EghtesadOnline: Iran said on Monday it will surpass the uranium stockpile limit set by its nuclear deal with world powers in the next 10 days, but added that Europe still has time to salvage the agreement, which has been on the verge of breakdown since the US withdrawal last year.
"Today the countdown to pass the 300-kilogram limit of enriched uranium has started and we will pass this limit in 10 days," the spokesperson for the Atomic Energy Organization of Iran said, putting the date for crossing the limit on June 27, ISNA reported.
Behrouz Kamalvandi made the statements during a press conference with journalists at the Arak heavy water facility that was aired live on state television.
In May, Tehran announced a decision to reduce compliance with the 2015 nuclear pact, saying that it will stop selling unspent enriched uranium and heavy water—which is used in nuclear reactors—to other countries, according to Financial Tribune.
In addition, it warned that it will start enriching uranium at a higher level unless the European signatories do their share of saving the agreement by protecting the Iranian economy from renewed US sanctions within 60 days.
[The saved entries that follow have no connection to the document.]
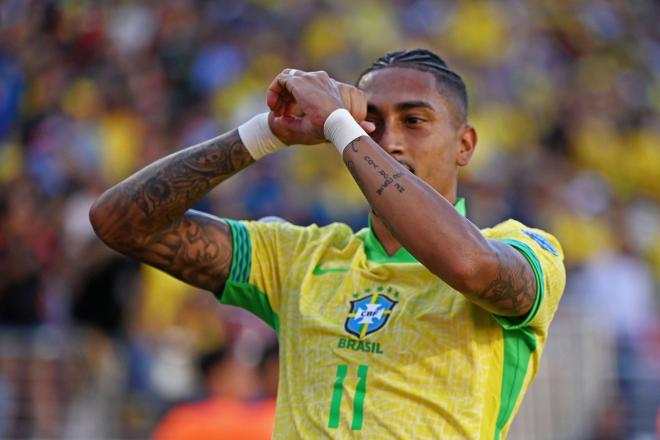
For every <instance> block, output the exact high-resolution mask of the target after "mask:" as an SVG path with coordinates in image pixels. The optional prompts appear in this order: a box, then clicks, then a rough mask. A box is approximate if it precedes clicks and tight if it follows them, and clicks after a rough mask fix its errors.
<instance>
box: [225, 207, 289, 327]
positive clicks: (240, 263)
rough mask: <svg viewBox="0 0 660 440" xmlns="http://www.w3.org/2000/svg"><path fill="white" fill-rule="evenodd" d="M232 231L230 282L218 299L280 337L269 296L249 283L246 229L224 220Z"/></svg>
mask: <svg viewBox="0 0 660 440" xmlns="http://www.w3.org/2000/svg"><path fill="white" fill-rule="evenodd" d="M224 220H225V221H226V222H227V224H228V225H229V227H230V228H231V235H232V242H233V244H234V252H233V254H232V259H231V269H230V271H229V278H228V279H227V282H226V283H225V287H224V289H223V291H222V294H221V295H217V297H218V300H219V301H220V303H222V304H226V305H230V306H237V307H241V308H243V309H245V310H247V311H249V312H252V313H254V314H255V315H256V316H257V317H259V318H260V319H261V320H262V321H264V322H265V323H266V324H268V325H269V326H271V327H272V328H273V330H275V333H278V334H279V331H280V320H279V317H278V316H277V313H275V311H274V310H273V308H272V307H271V305H270V301H269V300H268V295H266V294H265V293H264V292H262V291H261V290H259V289H258V288H257V287H255V286H253V285H251V284H249V283H248V281H249V279H250V272H251V271H252V243H251V241H250V233H249V232H248V229H247V227H246V226H245V225H244V224H243V223H241V222H237V221H235V220H230V219H224Z"/></svg>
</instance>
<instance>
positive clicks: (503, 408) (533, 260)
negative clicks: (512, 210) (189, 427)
mask: <svg viewBox="0 0 660 440" xmlns="http://www.w3.org/2000/svg"><path fill="white" fill-rule="evenodd" d="M502 241H503V242H505V243H507V244H508V245H510V246H512V247H514V248H515V249H516V250H518V251H519V252H520V253H521V254H523V256H524V257H525V258H526V259H527V261H528V262H529V264H530V266H531V267H532V270H533V271H534V276H535V277H536V297H535V298H534V304H532V308H531V309H530V311H529V313H527V315H526V316H524V317H522V318H509V317H505V316H497V315H493V317H494V318H495V320H497V322H498V323H499V324H500V326H501V327H502V332H503V333H504V361H503V366H502V390H501V393H500V409H499V412H498V414H497V422H496V424H495V436H494V438H495V439H496V440H497V439H499V438H500V436H501V434H502V430H503V429H504V428H505V427H506V426H507V424H508V423H509V422H510V421H511V415H512V414H513V410H514V408H515V407H516V402H517V401H518V397H519V396H520V392H521V391H522V387H523V383H524V381H525V376H526V375H527V369H528V368H529V360H530V358H531V357H532V353H534V351H536V336H535V335H534V332H533V330H532V329H531V328H530V327H529V326H528V325H527V324H529V323H530V322H531V320H532V319H534V317H535V316H536V314H537V313H538V311H539V308H540V307H541V304H542V302H543V297H544V296H545V283H544V279H543V270H542V268H541V263H540V262H539V259H538V257H537V256H536V254H535V253H534V251H533V250H532V248H530V247H529V246H528V245H526V244H525V243H523V242H521V241H518V240H511V239H504V240H502Z"/></svg>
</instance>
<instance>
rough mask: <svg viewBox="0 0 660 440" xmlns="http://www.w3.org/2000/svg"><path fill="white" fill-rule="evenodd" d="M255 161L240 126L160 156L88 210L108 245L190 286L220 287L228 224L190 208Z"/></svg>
mask: <svg viewBox="0 0 660 440" xmlns="http://www.w3.org/2000/svg"><path fill="white" fill-rule="evenodd" d="M253 162H254V159H253V158H252V156H250V154H249V152H248V151H247V150H246V149H245V147H244V145H243V143H242V141H241V139H240V137H239V135H238V130H233V131H231V132H229V133H227V134H224V135H222V136H219V137H217V138H215V139H211V140H209V141H206V142H203V143H201V144H199V145H195V146H192V147H189V148H186V149H184V150H182V151H179V152H177V153H174V154H171V155H169V156H167V157H164V158H162V159H160V160H158V161H156V162H154V163H152V164H151V165H149V166H147V167H145V168H144V169H142V170H140V171H138V172H137V173H135V174H134V175H132V176H130V177H128V178H127V179H125V180H124V181H122V182H120V183H119V184H117V185H115V186H114V187H112V188H110V189H109V190H107V191H106V192H105V193H104V194H103V195H101V197H99V199H98V200H97V201H96V202H95V203H94V205H93V206H92V208H91V210H90V221H91V223H92V226H93V227H94V230H95V232H96V234H97V235H98V236H99V237H100V238H101V239H102V240H103V241H104V242H105V243H106V244H107V245H108V246H110V247H112V248H113V249H115V250H117V251H119V252H121V253H123V254H125V255H128V256H130V257H133V258H137V259H139V260H141V261H143V262H144V263H147V264H149V265H152V266H154V267H157V268H159V269H161V270H163V271H165V272H167V273H169V274H170V275H173V276H174V277H176V278H179V279H180V280H183V281H185V282H187V283H189V284H192V285H193V286H196V287H199V288H202V289H206V290H209V291H212V292H218V291H219V290H220V289H221V288H222V287H223V286H224V283H225V281H226V279H227V276H228V273H229V270H230V267H231V256H232V237H231V231H230V229H229V226H228V225H227V224H226V223H225V222H224V221H222V220H221V219H219V218H217V217H214V216H211V215H207V214H204V213H201V212H197V211H194V210H191V209H189V208H190V207H191V206H192V205H193V204H194V203H195V202H196V201H197V200H199V199H200V198H201V197H202V196H204V195H205V194H206V193H208V192H209V191H210V190H211V189H213V188H214V187H215V186H216V185H218V184H220V183H221V182H222V181H224V180H225V179H227V178H229V177H230V176H232V175H233V174H235V173H236V172H238V171H240V170H242V169H243V168H245V167H246V166H248V165H250V164H251V163H253Z"/></svg>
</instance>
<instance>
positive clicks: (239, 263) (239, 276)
mask: <svg viewBox="0 0 660 440" xmlns="http://www.w3.org/2000/svg"><path fill="white" fill-rule="evenodd" d="M225 221H226V222H227V223H228V224H229V227H230V228H231V235H232V240H233V243H234V252H233V255H232V259H231V270H230V272H229V281H235V282H237V283H247V282H248V280H249V279H250V271H251V270H252V243H251V241H250V234H249V233H248V230H247V227H246V226H245V225H244V224H243V223H241V222H237V221H234V220H229V219H225Z"/></svg>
Under the nuclear deal, Tehran was allowed to produce low-enriched uranium with a 300-kilogram limit and produce heavy water with a stock capped around 130 tons, according to Reuters.
It could ship the excess amounts out of the country for storage or sale.
Tehran will fully comply with the nuclear agreement again, if Europe takes practical measures to protect Iran's economic interests
The accord, officially known as the Joint Comprehensive Plan of Action, also restricts Iran to enriching uranium to the fissile level of up to 3.67%.
Kamalvandi said Iran can surpass the 130-ton threshold for heavy water in "two months and a half", adding that these measures are being taken within the legal framework set out in the nuclear agreement.
He also noted that Tehran will increase uranium enrichment levels "based on the country's needs".
Iran needs up to 5% enrichment for its nuclear power plant in the southern port of Bushehr and also needs 20% enrichment for Tehran research reactor, the spokesman was quoted as saying by IRNA.
Window of Opportunity
Kamalvandi said Europeans still have time to fulfill their commitments and meet Iran's demands but warned that Iranian patience is wearing thin on their pledges to keep up trade despite US sanctions.
"There is still time for the Europeans to make a decision. Our patience is running out. We waited for a year and recently gave them two months. The deadline is approaching and they can use this opportunity," he said.
The AEOI spokesman stressed that if they fail to use this opportunity, it means they either do not want to honor their commitments or are unable to withstand US pressure.
Kamalvandi said Tehran will fully comply with the nuclear agreement again, if Europe takes "practical" measures to protect Iran's economic interests.
The European parties to the deal, namely France, Britain and Germany, have promised to help Iran find other ways to trade, although with no success so far.
They have set up a special purpose vehicle called the Instrument in Support of Trade Exchanges or INSTEX, a conduit for non-dollar trade with Iran, in an effort to shield at least some of Iran's economy from sweeping US sanctions.
Iran has repeatedly criticized delays in launching the mechanism.